Stiopu v Loughran EA-2019-000752-BA
Appeal against the rejection of the Claimant's claim for holiday pay and other unpaid monies. Appeal allowed.
The Claimant's claim for unpaid holiday pay and other money was rejected by the ET because the name of the Respondent on the claim form is different from the name on the ACAS certificate. The Claimant appealed on the grounds that (1) the ET erred in law by failing to consider any of the factors that it is required to consider pursuant to rule 12(2A) before rejecting a claim pursuant to rule 12(1)(d) or (e), Employment Tribunals Rules of Procedure (Schedule 1, Employment Tribunals (Constitution and Rules of Procedure) Regulations 2013) ("the 2013 Regulations"); (2) the ET erred in failing to give effect to the overriding objective in interpreting and/or exercising the power given to it by rules 12(1)(e) and 2A; (3) in the alternative, if the ET considered the factors set out at grounds (1) and (2) above, it failed to provide its reasons for rejecting the claim in the light of these factors, as required by rule 12(3).

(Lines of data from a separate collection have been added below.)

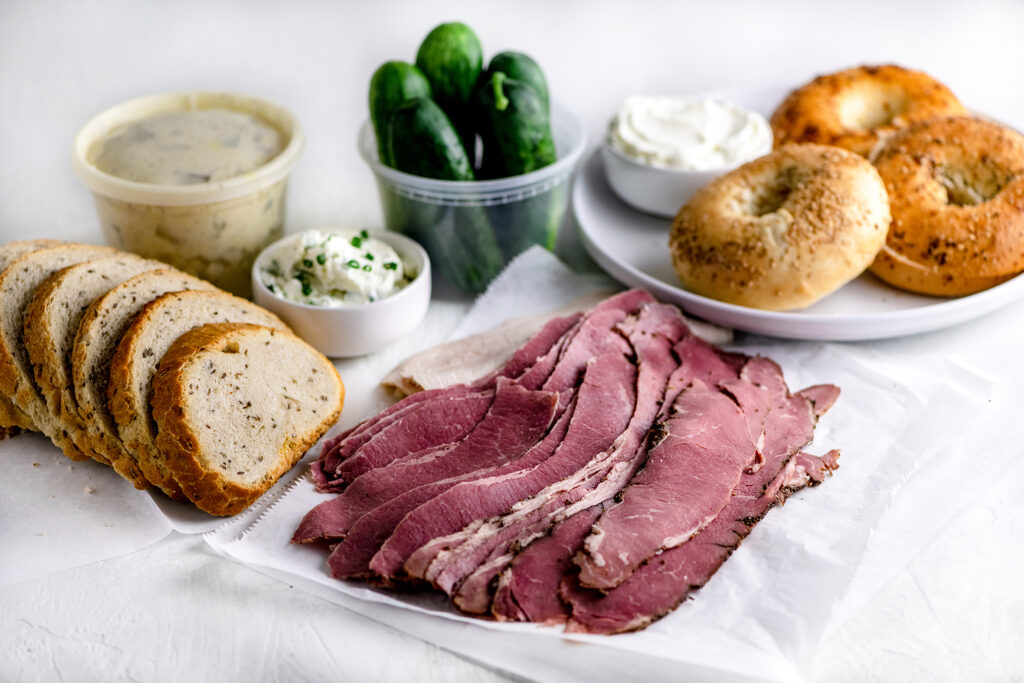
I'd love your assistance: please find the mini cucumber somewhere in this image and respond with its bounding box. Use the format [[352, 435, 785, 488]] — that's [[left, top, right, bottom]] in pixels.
[[370, 61, 431, 166]]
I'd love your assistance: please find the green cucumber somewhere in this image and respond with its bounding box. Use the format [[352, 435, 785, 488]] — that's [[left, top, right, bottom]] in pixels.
[[384, 99, 504, 293], [416, 22, 483, 159], [476, 72, 556, 178], [483, 50, 550, 111], [370, 61, 431, 166], [384, 98, 473, 180]]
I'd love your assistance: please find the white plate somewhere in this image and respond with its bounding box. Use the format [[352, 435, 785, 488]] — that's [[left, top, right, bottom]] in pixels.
[[572, 88, 1024, 341]]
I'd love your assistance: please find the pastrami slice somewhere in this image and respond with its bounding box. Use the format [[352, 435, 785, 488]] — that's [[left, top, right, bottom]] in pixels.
[[559, 368, 838, 634], [425, 304, 688, 594], [372, 353, 636, 578], [577, 380, 755, 590]]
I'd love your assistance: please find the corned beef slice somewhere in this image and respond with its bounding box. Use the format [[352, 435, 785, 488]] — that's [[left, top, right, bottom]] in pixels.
[[577, 380, 755, 590], [312, 313, 583, 490], [292, 378, 558, 539], [426, 304, 687, 594], [331, 393, 575, 579], [560, 370, 838, 633], [371, 353, 636, 577], [489, 501, 608, 624], [323, 389, 495, 484]]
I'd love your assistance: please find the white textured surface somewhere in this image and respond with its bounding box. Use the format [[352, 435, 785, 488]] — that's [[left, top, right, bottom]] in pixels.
[[0, 0, 1024, 681]]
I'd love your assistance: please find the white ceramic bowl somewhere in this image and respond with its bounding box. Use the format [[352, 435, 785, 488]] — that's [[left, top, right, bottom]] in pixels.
[[252, 230, 430, 358], [601, 141, 745, 218]]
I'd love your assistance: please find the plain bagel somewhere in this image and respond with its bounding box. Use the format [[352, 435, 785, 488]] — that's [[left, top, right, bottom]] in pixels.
[[871, 117, 1024, 296], [669, 144, 889, 310], [771, 65, 966, 157]]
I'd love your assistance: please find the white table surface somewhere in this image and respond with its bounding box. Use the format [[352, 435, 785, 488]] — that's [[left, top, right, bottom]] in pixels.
[[0, 0, 1024, 681]]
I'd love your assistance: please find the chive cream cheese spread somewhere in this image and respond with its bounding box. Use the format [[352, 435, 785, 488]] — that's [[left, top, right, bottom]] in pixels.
[[607, 96, 772, 171], [260, 230, 416, 307], [93, 109, 284, 185]]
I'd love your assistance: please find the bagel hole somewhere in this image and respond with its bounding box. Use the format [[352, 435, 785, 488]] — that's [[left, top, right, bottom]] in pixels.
[[839, 84, 907, 131], [936, 165, 1007, 206], [746, 179, 794, 217]]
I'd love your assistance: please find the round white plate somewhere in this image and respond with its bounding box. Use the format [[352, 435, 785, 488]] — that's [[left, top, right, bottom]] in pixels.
[[572, 88, 1024, 341]]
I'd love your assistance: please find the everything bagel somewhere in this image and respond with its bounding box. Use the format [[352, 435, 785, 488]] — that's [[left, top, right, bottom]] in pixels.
[[670, 144, 889, 310], [871, 117, 1024, 296], [771, 65, 965, 157]]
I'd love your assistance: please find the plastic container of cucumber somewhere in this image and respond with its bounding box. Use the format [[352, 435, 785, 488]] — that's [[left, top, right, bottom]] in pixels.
[[358, 102, 587, 294]]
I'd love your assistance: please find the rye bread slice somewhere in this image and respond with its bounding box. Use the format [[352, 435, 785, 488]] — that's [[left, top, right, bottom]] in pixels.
[[153, 324, 345, 515], [25, 253, 163, 465], [108, 292, 290, 500], [72, 266, 216, 488], [0, 240, 60, 438], [0, 244, 121, 460]]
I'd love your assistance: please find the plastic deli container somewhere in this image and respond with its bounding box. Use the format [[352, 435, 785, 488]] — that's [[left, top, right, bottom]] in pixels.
[[358, 104, 587, 293], [72, 92, 303, 297]]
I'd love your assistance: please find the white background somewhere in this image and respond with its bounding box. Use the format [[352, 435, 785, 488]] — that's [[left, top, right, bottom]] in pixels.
[[0, 0, 1024, 681]]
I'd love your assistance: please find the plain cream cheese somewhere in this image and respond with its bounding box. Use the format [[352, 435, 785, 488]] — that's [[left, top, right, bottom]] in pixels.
[[261, 230, 416, 307], [607, 95, 772, 171], [90, 109, 285, 185]]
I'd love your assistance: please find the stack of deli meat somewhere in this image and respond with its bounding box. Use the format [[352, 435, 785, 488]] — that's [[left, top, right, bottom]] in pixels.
[[293, 290, 839, 633]]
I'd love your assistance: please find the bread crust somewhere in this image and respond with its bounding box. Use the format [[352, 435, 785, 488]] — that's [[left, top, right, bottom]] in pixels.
[[153, 323, 345, 515], [771, 65, 966, 157], [72, 264, 217, 489], [0, 244, 121, 460], [0, 240, 61, 438], [871, 117, 1024, 296], [25, 253, 161, 465], [669, 144, 890, 310], [108, 290, 289, 501]]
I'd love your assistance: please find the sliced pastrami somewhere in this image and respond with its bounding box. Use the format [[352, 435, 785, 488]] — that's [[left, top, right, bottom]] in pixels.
[[310, 384, 473, 490], [329, 393, 575, 579], [312, 313, 583, 488], [371, 353, 636, 578], [407, 304, 687, 595], [292, 443, 458, 544], [324, 389, 495, 490], [487, 504, 605, 624], [560, 358, 837, 633], [296, 378, 558, 538], [472, 313, 583, 388], [577, 380, 760, 590]]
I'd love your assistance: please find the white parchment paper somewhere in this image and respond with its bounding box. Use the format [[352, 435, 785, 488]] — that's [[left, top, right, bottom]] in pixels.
[[206, 250, 991, 681]]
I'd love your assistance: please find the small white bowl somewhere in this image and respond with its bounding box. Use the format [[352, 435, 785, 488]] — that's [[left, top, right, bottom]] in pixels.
[[258, 230, 431, 358], [601, 141, 740, 218]]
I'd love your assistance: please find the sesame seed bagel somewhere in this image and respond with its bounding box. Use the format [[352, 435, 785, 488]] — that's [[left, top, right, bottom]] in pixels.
[[871, 117, 1024, 296], [771, 65, 966, 157], [669, 144, 889, 310]]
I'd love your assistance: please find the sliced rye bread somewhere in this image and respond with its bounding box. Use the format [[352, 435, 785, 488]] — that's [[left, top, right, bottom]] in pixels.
[[72, 266, 217, 488], [153, 324, 345, 515], [25, 253, 163, 465], [0, 240, 60, 438], [0, 244, 121, 460], [108, 292, 291, 500]]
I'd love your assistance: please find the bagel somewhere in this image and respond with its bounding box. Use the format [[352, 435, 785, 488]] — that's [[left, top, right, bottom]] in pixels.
[[871, 117, 1024, 296], [771, 65, 966, 158], [669, 144, 889, 310]]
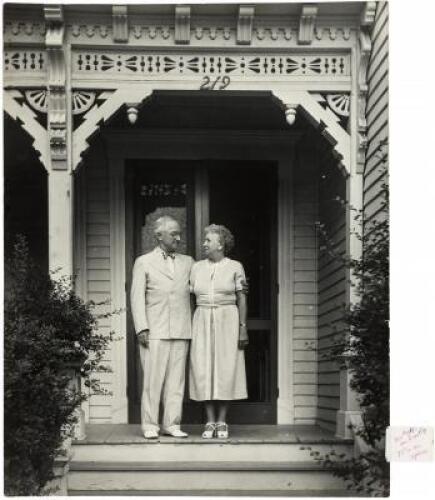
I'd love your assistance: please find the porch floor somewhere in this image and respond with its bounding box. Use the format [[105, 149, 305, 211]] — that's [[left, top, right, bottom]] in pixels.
[[74, 424, 352, 445]]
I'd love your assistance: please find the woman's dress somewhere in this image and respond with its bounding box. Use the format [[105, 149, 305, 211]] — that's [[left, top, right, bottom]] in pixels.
[[189, 258, 248, 401]]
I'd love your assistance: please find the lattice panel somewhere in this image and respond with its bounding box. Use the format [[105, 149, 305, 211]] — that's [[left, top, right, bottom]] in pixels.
[[73, 51, 350, 78], [3, 50, 47, 73]]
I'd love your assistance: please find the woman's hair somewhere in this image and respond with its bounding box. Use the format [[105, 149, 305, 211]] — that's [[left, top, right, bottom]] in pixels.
[[153, 215, 178, 237], [204, 224, 234, 255]]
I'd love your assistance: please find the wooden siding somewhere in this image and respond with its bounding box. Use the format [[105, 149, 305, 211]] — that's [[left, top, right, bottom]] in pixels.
[[293, 151, 317, 424], [84, 145, 114, 423], [364, 2, 388, 228], [317, 163, 346, 431]]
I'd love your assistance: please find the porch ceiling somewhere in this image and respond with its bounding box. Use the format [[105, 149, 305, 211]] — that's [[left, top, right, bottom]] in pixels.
[[101, 91, 316, 133]]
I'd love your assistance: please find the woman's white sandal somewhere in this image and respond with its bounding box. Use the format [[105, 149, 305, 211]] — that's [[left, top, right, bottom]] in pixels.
[[216, 422, 228, 439], [202, 422, 216, 439]]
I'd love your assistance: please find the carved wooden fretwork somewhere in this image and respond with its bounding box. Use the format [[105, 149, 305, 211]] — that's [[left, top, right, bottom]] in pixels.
[[44, 5, 68, 170], [3, 49, 47, 73], [301, 92, 351, 174], [3, 20, 45, 39], [175, 5, 190, 44], [298, 4, 318, 45], [72, 90, 96, 115], [318, 93, 350, 131], [24, 89, 96, 115], [4, 19, 358, 48], [3, 89, 50, 170], [72, 51, 350, 79], [326, 94, 350, 117], [24, 89, 48, 113], [237, 5, 255, 45], [73, 89, 350, 174], [314, 26, 352, 41]]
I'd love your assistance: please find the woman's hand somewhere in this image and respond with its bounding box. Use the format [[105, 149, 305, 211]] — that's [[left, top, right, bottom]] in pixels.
[[239, 325, 249, 349], [137, 330, 150, 349]]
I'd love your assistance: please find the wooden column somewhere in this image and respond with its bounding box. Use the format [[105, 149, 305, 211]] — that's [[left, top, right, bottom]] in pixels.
[[336, 2, 376, 438], [48, 170, 73, 276], [44, 5, 85, 442]]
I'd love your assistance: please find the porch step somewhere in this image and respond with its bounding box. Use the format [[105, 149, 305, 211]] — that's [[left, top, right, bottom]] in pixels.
[[68, 426, 352, 496]]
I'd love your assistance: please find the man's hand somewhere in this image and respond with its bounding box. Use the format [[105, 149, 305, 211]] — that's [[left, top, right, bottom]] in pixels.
[[137, 330, 150, 348], [239, 325, 249, 349], [241, 279, 249, 295]]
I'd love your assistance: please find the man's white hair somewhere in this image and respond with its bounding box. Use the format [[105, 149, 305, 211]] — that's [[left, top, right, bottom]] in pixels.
[[154, 215, 178, 237]]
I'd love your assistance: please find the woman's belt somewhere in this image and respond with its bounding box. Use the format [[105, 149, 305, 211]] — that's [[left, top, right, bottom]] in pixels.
[[196, 300, 236, 309]]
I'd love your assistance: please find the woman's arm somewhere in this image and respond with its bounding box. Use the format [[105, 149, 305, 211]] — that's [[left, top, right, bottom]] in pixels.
[[236, 291, 249, 349]]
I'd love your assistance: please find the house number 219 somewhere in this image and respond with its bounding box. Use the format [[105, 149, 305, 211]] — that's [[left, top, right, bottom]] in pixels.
[[199, 76, 231, 90]]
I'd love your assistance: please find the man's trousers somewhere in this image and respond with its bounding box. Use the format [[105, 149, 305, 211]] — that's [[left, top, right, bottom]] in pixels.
[[139, 339, 189, 432]]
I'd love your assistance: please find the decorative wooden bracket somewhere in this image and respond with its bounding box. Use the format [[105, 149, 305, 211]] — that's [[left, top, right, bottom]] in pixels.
[[112, 5, 128, 43], [175, 5, 190, 44], [44, 5, 68, 170], [298, 4, 318, 45], [285, 104, 298, 126], [3, 89, 50, 171], [237, 5, 255, 45]]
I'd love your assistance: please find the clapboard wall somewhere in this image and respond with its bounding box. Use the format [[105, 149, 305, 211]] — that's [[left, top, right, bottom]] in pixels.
[[293, 147, 318, 424], [364, 2, 388, 228], [317, 157, 346, 432], [80, 141, 114, 423]]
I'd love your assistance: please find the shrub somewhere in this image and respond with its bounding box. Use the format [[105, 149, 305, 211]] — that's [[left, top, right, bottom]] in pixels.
[[315, 142, 390, 496], [4, 237, 111, 495]]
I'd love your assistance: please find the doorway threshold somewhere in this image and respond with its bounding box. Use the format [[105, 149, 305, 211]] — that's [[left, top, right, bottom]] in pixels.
[[74, 424, 353, 445]]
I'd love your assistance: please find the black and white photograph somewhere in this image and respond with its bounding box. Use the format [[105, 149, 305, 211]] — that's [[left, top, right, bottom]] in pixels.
[[2, 1, 433, 497]]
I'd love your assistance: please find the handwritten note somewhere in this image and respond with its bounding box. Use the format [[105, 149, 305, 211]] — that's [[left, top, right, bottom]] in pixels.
[[385, 426, 434, 462]]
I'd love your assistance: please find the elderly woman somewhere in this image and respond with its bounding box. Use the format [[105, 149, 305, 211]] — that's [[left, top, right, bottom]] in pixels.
[[190, 224, 248, 439]]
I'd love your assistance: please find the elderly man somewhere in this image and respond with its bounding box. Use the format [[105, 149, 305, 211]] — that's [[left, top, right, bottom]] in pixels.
[[131, 216, 194, 439]]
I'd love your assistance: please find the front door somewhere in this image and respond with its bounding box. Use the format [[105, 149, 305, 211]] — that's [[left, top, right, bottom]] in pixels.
[[126, 160, 277, 424]]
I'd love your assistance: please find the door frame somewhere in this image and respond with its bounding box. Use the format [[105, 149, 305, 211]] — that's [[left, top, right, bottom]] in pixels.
[[102, 129, 300, 424]]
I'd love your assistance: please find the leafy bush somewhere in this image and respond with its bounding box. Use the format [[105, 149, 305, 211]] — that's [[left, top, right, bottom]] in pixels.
[[4, 237, 111, 495], [314, 142, 390, 496]]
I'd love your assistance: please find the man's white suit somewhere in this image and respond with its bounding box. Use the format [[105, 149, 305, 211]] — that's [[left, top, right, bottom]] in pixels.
[[131, 247, 194, 431]]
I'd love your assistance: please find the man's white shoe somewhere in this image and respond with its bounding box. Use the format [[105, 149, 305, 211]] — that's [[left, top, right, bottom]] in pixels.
[[143, 430, 159, 439], [163, 429, 189, 437]]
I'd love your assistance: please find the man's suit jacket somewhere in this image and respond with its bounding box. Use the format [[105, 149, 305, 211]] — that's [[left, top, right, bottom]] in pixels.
[[131, 247, 194, 339]]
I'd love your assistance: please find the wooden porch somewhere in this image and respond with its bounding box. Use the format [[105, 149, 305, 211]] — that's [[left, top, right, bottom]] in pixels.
[[68, 424, 353, 496]]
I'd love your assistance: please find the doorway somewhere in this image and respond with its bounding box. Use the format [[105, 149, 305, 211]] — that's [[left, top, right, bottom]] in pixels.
[[126, 159, 278, 424]]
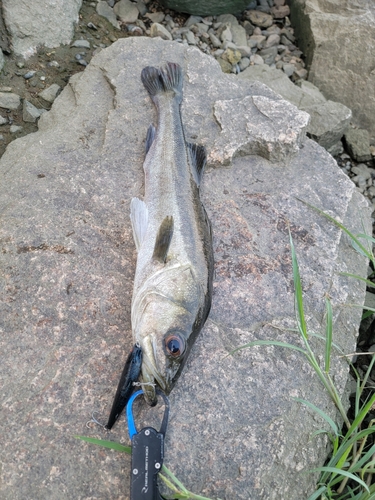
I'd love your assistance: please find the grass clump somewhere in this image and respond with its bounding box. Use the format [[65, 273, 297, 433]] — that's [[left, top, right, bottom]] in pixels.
[[232, 205, 375, 500]]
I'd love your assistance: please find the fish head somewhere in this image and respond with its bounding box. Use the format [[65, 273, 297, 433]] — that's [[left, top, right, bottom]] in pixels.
[[136, 301, 194, 406]]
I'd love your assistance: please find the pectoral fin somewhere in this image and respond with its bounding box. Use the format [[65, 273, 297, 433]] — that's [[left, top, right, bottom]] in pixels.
[[130, 198, 148, 252], [152, 216, 174, 263], [187, 142, 206, 187]]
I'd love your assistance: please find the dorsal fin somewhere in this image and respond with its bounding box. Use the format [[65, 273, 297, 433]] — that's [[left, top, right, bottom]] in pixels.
[[130, 198, 148, 252], [187, 142, 206, 187], [152, 216, 174, 263], [145, 123, 156, 155], [141, 63, 183, 101]]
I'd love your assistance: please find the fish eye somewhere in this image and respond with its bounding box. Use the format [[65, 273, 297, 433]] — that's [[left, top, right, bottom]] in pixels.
[[164, 334, 185, 358]]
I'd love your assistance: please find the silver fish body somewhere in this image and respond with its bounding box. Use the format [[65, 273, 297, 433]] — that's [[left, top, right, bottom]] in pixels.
[[131, 63, 213, 405]]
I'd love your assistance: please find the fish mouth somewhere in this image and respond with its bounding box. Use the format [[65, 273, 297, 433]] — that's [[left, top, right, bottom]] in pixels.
[[142, 335, 166, 406]]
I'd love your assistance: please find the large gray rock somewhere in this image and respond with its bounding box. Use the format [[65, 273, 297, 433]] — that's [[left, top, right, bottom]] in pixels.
[[238, 64, 352, 150], [0, 38, 370, 500], [289, 0, 375, 135], [3, 0, 82, 57]]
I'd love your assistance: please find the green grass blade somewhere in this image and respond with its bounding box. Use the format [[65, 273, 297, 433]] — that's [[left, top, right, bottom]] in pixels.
[[307, 486, 327, 500], [289, 230, 308, 340], [297, 198, 374, 260], [339, 272, 375, 288], [73, 436, 132, 455], [293, 398, 340, 436], [324, 297, 332, 373], [228, 340, 307, 356], [346, 394, 375, 436], [310, 467, 370, 492]]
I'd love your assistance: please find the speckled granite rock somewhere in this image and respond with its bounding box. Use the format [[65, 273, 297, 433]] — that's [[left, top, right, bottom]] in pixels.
[[0, 38, 369, 500], [2, 0, 82, 57], [288, 0, 375, 135], [238, 64, 352, 150]]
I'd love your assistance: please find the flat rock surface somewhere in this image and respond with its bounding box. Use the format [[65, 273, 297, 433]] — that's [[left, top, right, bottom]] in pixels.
[[0, 38, 369, 500]]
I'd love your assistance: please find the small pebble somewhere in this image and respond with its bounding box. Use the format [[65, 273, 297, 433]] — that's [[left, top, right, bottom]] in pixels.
[[71, 40, 90, 49], [23, 71, 36, 80], [9, 125, 22, 134]]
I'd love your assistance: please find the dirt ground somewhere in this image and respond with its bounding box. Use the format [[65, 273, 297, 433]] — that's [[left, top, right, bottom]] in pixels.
[[0, 0, 189, 157]]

The EAT allowed the appeal. Rule 12(2A) is a “rescue provision”, designed to prevent claims from being rejected for technical failures to use the correct name of the respondent in the early conciliation certificate and the ET1. In every case where rule 12(1)(f) may apply, the employment judge should ask him or herself the question as to whether there is a “minor error” in relation to a name or address and whether it would or would not “be in the interests of justice to reject the claim. In the instant case, there was material available to the ET to suggest, or indicate, that a “minor error” could have been made.